Using generalized linear models (GLMs) to model errors in motor performance

J Mot Behav. 1991 Dec;23(4):241-50. doi: 10.1080/00222895.1991.9942035.

Abstract

Because of differences in design factors, experiments in human motor performance sometimes produce a wide range in variability or consistency in a subject's individual errors. These differences in variation often lead to heterogeneity in the variance-covariance matrices between group factors, which prohibits the use of repeated-measures (RM) ANOVA or MANOVA techniques to analyze the error data. Provided certain conditions are met, however, each subject's individual errors can be collapsed into the summary error measures, constant error (CE) and variable error (VE), which can still provide a more than adequate description of the subjects' performance.
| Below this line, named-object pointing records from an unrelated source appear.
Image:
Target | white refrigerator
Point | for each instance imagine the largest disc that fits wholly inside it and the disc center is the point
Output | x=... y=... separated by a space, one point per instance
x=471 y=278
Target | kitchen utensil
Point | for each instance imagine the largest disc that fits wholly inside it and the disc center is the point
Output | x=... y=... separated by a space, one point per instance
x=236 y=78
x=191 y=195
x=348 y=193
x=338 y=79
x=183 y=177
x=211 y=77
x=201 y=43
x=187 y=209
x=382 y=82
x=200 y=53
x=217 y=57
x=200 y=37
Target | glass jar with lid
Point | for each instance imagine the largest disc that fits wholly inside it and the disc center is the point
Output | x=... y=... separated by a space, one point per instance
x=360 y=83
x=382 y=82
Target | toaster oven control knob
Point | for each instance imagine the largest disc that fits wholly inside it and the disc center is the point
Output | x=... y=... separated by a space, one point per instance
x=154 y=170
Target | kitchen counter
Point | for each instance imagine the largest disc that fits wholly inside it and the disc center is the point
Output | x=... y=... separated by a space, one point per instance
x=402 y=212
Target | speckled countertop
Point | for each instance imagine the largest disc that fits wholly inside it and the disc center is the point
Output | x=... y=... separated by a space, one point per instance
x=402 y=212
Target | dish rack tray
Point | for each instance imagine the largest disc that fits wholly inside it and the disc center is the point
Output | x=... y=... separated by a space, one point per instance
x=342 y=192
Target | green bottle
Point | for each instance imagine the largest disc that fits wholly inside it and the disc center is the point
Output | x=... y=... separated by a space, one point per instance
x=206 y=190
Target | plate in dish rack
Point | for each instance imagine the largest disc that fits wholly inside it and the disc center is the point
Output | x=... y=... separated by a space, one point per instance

This article proposes the appropriate conditions and the corresponding generalized linear models (GLMs) with which a subject's individual errors, recorded in short-term motor memory research, can be combined into the summary measures, CE and VE, which can be analyzed subsequently as the dependent variables in the experimental design. The CE scores can be modeled using GLMs without requiring the assumption of homogeneity of variances. Similarly, the VE scores can be modeled as a GLM, using a log-linear regression model that assumes a gamma distribution, rather than using a traditional analysis of variance (ANOV A) model that assumes an inappropriate normal error distribution for these scores. An example reveals that the analysis of VE scores, unlike the analysis of CE scores, is able to differentiate between group practice methods. These differences tend to be underestimated by traditional ANOVA methods, however. Differences between the ANOV A and GLM analyses of the VE scores are further clarified by simulation. Based on differences like those observed in the example, when simulated VE scores were analyzed, assuming both a normal and a gamma distribution, the power of the gamma tests was found to be superior to the normal analyses in all but a small range of cases, in which such differences were found to be negligible. Hence, it is only by declaring the VE scores to have a GLM with a gamma distribution that the anticipated group practice differences can be properly identified.